Alle notwendigen Infos stehen in den 6000 anderen Themen, einfach mal die Seiten hier durchgucken. Bei dem Budget ist was gebrauchtes auf jeden Fall der richtige Weg.


----------



## MTB-News.de




----------



## Martini99 (21. Mai 2012)

Ich hab mir schon ein paar Threads durchgelesen, aber ich weiß immer noch nicht wie lang mein Oberrohr sein sollte bei meiner Größe. Am Dirtradl hab ich ein Oberrohr von 550mm, aber dass ist beim Bmx bestimmt anders oder?


----------



## Daniel_D (22. Mai 2012)

21" das Sputnic im Bikemarkt ist ein mehr als ordentliches Rad zu dem Preis.
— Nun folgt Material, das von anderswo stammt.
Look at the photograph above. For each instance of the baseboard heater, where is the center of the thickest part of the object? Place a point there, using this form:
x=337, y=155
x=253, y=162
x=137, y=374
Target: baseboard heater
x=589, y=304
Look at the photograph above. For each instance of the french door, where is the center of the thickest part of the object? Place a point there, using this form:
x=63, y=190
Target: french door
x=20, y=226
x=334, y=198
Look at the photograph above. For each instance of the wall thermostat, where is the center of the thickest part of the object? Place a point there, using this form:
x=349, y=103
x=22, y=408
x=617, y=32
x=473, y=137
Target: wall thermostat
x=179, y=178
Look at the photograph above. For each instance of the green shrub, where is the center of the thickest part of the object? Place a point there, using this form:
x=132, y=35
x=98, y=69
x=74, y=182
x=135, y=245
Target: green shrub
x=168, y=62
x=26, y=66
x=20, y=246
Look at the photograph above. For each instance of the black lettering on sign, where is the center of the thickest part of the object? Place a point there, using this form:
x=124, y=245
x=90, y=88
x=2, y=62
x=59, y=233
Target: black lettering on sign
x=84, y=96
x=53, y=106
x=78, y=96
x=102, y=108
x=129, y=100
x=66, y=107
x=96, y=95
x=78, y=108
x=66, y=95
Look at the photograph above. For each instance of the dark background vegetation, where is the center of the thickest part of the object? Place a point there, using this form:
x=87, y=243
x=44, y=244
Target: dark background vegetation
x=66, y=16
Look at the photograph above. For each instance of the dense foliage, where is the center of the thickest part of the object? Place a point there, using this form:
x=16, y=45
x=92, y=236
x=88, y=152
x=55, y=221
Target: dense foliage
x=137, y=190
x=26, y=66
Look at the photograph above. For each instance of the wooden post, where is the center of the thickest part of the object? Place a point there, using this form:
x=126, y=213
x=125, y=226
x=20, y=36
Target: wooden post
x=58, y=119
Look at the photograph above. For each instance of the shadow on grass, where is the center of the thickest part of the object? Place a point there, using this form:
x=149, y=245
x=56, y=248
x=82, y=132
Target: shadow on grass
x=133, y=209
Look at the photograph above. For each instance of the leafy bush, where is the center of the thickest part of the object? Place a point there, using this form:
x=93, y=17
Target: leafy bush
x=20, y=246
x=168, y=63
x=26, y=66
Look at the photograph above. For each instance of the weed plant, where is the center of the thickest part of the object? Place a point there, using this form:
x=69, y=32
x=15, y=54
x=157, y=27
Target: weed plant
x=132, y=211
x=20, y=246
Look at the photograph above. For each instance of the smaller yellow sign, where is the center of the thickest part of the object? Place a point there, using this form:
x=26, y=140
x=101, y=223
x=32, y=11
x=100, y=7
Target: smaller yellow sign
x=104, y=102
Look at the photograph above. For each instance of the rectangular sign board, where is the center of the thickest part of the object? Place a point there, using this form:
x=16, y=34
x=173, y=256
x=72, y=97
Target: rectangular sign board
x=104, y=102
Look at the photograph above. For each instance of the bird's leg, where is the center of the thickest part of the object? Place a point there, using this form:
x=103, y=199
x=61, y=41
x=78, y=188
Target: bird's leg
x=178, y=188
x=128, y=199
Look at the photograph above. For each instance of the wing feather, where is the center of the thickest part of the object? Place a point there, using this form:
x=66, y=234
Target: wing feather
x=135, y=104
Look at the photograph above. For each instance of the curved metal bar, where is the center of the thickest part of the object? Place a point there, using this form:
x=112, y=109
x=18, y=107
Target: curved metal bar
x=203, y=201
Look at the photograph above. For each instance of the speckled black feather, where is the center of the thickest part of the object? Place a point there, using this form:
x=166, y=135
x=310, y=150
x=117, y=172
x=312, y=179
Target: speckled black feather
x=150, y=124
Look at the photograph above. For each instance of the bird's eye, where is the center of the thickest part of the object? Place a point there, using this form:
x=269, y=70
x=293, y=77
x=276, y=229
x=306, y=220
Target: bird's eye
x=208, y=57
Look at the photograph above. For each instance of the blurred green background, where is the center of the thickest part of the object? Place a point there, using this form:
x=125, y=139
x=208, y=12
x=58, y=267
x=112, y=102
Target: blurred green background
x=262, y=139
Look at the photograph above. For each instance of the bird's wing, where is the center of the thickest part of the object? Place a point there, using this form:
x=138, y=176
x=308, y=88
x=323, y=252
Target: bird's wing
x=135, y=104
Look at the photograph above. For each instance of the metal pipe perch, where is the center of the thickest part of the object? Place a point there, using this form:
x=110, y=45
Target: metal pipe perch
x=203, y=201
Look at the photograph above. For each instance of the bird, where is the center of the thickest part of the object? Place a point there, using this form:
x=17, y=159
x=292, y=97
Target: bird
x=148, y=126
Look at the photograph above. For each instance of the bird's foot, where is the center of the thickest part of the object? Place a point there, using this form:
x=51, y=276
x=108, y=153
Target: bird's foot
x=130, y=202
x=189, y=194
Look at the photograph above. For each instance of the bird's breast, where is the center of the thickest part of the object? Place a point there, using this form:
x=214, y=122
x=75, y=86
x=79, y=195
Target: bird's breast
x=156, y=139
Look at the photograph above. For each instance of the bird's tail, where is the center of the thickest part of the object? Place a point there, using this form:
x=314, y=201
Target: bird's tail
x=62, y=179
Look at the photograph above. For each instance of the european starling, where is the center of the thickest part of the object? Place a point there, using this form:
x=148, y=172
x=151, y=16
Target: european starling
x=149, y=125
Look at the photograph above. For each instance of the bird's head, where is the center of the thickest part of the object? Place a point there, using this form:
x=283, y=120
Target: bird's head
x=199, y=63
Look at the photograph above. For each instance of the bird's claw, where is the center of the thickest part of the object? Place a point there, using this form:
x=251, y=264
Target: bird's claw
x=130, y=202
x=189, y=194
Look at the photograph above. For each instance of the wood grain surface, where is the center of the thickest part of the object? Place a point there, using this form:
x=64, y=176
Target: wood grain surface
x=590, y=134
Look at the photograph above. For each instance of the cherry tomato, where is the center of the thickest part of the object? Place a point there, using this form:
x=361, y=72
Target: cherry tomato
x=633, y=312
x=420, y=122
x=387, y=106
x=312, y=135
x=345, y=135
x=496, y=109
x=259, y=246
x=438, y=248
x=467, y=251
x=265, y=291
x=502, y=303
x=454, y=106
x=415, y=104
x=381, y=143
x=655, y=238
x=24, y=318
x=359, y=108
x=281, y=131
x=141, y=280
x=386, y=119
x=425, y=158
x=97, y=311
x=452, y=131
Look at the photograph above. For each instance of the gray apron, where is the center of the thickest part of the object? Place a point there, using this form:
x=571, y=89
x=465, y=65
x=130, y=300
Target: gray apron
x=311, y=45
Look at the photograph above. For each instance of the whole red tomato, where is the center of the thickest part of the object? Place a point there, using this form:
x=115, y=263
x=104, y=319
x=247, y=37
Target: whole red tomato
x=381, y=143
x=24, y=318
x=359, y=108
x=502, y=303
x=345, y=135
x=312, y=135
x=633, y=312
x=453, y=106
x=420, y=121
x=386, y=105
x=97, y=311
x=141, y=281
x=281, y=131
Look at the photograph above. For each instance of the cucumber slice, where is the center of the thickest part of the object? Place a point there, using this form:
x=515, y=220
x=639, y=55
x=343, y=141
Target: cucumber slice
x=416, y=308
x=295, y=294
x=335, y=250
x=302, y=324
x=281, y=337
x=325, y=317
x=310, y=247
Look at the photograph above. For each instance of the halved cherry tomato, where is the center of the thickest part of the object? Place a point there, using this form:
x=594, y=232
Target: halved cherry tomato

Was Besseres findest du mit Sicherheit kaum.


----------



## Martini99 (22. Mai 2012)

Danke, hat sich erledigt.


----------



## silvy (24. Juni 2012)

Ich hätte fürn schmalen Taler ein BMX von Subrosa abzugeben.
Kannst mir ja 'ne PN schreiben.


----------



## RISE (24. Juni 2012)

Verkaufsangebote NUR im Verkaufsforum oder Bikemarkt.


----------